Le persone sorde e ipoacusiche che utilizzano la lettura labiale si affidano all'osservazione visiva e all'interpretazione del discorso seguendo i movimenti della bocca, della lingua, della mascella e delle espressioni facciali. Questo metodo non è del tutto affidabile, poiché solo circa il 30% dei suoni è visibile sul viso e sulle labbra. Può anche essere impegnativo e dipende da diversi fattori: la qualità dell'illuminazione, la posizione dell'oratore rispetto all'individuo e il modo di comunicare dell'oratore (ad esempio, parlare troppo velocemente, borbottare, coprirsi la bocca o girare la testa mentre parla).

Didascalie o trascrizione

La sottotitolazione o trascrizione consiste nel convertire il linguaggio parlato in testo scritto utilizzando dispositivi specializzati. Inoltre, diverse applicazioni mobili e programmi informatici possono catturare il parlato da fonti vicine e visualizzarlo come testo su uno schermo.

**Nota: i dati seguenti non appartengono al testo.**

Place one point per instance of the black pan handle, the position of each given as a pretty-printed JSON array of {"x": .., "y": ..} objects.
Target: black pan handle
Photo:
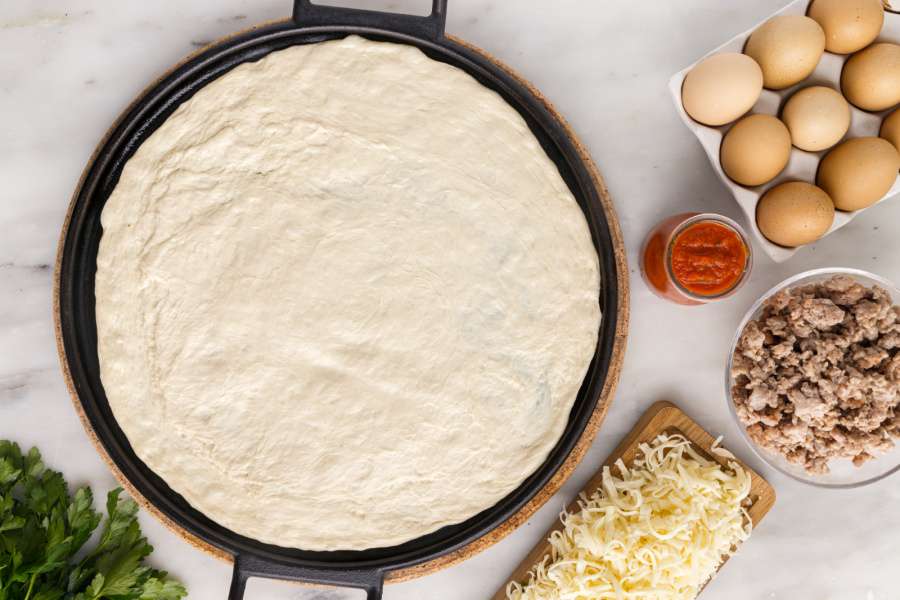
[
  {"x": 246, "y": 567},
  {"x": 429, "y": 27}
]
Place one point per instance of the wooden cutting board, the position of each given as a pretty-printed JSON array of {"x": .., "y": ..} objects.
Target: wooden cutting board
[{"x": 662, "y": 417}]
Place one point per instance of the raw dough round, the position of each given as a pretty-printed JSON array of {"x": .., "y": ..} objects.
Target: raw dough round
[{"x": 344, "y": 298}]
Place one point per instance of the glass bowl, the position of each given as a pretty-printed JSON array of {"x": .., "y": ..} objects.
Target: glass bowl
[{"x": 843, "y": 473}]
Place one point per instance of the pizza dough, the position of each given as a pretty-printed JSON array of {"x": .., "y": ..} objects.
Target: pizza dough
[{"x": 344, "y": 298}]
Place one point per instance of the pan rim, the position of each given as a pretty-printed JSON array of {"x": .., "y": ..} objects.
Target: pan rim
[{"x": 500, "y": 528}]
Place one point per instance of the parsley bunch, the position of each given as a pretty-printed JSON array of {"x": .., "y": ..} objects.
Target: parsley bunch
[{"x": 44, "y": 535}]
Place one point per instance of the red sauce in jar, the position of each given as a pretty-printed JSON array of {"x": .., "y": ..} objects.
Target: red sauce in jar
[
  {"x": 708, "y": 258},
  {"x": 690, "y": 259}
]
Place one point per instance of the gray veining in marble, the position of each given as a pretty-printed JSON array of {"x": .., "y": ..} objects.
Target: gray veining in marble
[{"x": 68, "y": 68}]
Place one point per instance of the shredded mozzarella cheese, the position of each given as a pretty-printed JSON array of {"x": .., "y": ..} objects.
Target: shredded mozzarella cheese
[{"x": 657, "y": 531}]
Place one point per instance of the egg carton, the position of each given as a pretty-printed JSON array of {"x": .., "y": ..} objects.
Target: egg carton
[{"x": 802, "y": 165}]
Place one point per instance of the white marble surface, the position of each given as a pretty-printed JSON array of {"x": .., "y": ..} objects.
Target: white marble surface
[{"x": 68, "y": 68}]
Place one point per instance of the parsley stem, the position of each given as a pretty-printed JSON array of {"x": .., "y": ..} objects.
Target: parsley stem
[{"x": 30, "y": 586}]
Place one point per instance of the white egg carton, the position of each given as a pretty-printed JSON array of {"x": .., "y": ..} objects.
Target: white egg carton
[{"x": 802, "y": 165}]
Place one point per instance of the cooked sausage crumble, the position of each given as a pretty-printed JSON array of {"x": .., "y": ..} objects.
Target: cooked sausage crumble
[{"x": 817, "y": 375}]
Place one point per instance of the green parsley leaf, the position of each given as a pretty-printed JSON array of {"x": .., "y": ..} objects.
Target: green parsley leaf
[{"x": 43, "y": 528}]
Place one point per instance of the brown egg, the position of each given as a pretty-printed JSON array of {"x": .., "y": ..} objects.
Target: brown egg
[
  {"x": 849, "y": 25},
  {"x": 859, "y": 172},
  {"x": 755, "y": 150},
  {"x": 794, "y": 213},
  {"x": 817, "y": 117},
  {"x": 721, "y": 88},
  {"x": 871, "y": 78},
  {"x": 787, "y": 48},
  {"x": 890, "y": 129}
]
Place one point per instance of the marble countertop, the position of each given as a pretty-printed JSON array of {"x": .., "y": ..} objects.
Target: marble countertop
[{"x": 68, "y": 68}]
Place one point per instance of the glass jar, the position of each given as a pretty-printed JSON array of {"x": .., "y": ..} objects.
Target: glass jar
[{"x": 696, "y": 258}]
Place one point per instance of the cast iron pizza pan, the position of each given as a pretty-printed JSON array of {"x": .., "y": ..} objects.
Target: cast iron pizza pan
[{"x": 76, "y": 326}]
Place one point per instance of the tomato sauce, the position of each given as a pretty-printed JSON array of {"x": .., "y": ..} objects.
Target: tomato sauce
[
  {"x": 708, "y": 258},
  {"x": 691, "y": 259}
]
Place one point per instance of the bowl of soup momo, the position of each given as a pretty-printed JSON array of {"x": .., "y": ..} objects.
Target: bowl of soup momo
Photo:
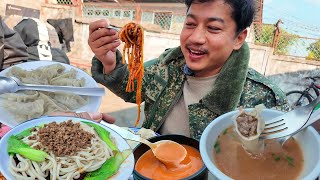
[{"x": 231, "y": 149}]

Regole universali per interagire con persone sorde e ipoacusiche

Attirare la loro attenzione toccando delicatamente la spalla o agitando la mano.

Avvicinarsi dal davanti e mantenere il contatto visivo.

Rivolgersi a una fonte di luce in modo che il viso e la bocca siano chiaramente visibili.

Non coprirsi la bocca mentre si parla.

Parlare lentamente e chiaramente.

Utilizzare frasi brevi e dirette con un vocabolario semplice.

Verificare che l'interlocutore abbia compreso il discorso.

Se è presente un interprete, rivolgetevi direttamente alla persona sorda o ipoacusica, non all'interprete.